I still owe Marshall a post on how I use LittleBird, but an article popped in my newsfeed this morning that seems a bit more urgent.

Twitter was all over the tech news yesterday with people reporting and analyzing yet another management shakeup. I’ve been in big companies. News? Eh, not so much. Yet, under the cover of the coverage (see what I did there?) was legitimate conjecture on why the company’s leadership has not been able to hit the user growth targets it has set. One of the reasons, as Owen Williams points out is that the onboarding process for new users is, well, not so good a lot.

It feels like a missed opportunity to showcase other users that are active and having conversations with their followers, rather than famous people. The value in Twitter is not observing and it’s clear that this feature misses the point.

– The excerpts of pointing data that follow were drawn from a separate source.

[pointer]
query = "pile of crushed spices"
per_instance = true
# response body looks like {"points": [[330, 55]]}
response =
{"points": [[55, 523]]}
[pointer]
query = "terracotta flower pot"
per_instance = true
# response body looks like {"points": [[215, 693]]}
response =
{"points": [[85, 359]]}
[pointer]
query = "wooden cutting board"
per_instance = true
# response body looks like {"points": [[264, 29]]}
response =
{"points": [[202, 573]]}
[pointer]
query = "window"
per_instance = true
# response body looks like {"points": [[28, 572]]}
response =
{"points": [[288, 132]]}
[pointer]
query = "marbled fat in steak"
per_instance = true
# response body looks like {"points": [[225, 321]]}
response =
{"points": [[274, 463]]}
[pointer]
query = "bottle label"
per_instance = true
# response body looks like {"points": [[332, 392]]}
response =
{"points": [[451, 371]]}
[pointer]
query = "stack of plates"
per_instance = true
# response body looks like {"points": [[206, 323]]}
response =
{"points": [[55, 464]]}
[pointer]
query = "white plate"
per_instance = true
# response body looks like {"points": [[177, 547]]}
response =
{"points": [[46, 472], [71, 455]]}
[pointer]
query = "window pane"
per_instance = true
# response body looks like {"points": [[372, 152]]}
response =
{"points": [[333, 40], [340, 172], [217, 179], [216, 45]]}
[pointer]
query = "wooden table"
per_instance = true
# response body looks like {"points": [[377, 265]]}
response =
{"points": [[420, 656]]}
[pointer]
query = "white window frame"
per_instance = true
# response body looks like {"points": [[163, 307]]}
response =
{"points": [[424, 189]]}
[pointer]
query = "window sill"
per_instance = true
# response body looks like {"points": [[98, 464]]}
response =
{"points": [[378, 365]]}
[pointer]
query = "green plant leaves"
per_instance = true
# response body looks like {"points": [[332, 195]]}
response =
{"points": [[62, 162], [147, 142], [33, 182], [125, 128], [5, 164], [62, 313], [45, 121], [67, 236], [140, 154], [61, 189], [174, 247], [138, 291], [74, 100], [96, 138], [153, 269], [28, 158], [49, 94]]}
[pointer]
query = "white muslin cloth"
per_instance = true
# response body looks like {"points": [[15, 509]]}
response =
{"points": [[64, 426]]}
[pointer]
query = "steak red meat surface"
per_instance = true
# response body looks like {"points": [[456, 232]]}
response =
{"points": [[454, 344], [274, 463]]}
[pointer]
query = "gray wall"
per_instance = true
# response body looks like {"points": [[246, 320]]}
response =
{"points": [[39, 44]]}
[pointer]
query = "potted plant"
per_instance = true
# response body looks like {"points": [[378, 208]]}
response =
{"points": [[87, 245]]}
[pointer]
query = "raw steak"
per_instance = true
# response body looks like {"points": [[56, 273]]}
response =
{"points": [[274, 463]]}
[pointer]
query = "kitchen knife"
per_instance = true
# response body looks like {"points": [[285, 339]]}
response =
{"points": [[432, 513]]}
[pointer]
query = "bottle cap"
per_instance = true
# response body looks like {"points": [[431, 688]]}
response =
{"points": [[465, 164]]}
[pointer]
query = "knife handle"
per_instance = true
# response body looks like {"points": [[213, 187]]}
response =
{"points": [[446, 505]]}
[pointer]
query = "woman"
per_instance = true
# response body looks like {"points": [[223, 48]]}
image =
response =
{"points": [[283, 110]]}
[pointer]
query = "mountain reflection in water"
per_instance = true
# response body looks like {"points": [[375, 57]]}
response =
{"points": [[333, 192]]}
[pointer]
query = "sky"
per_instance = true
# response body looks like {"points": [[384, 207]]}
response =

Bingo. While I follow a few celebrities, the real value of Twitter is engaging with people who know more than me on topics I care about. Which is something Twitter can’t recommend in its current onboarding process. It just doesn’t have that data or ability to know its new users beyond their address books. It’s a missed opportunity because there is a way to make the onboarding process better and much more relevant.

Imagine if, upon signing up for Twitter, you were asked “What are some topics you’re interested in?” And then, rather than spit back a suggested list of popular people to follow, it instead pre-populated a topical list of the most influential people on that topic? Helpful and relevant, no? That’s what LittleBird does. As Marshall says, it “focuses on relevant connections inside a community, not just the content people post and popularity they can fake.” I use it frequently (maybe too frequently) to discover who I should be listening to.

If I were running the onboarding process for Twitter (or whoever is running it after this last shakeup), I’d look at finding a way to integrate LittleBird. While it wouldn’t fix all the onboarding problems (number of steps, etc.), it would make Twitter instantly more relevant to every new user.

One response to “The Other Bird Twitter Needs”

  1. Thanks so much for the kind and smart words Mike! I agree with you. Things are only going to get better over here, too. We’re making some big hires that are going to make capturing the value of our platform even faster and easier.

    Beyond that initial discovery, we’ve now got some of the biggest companies in the world using Little Bird as an early-warning and intelligence gathering platform about markets they’re entering.

    Our contention is that by leveraging machine analysis of the graph of connections people have formed inside relevant communities – we can serve opportunities for smart, humble humans (like you Mike, and handsome too) to do what humans do best: not hunt around through links and web pages but be human, connect and take action.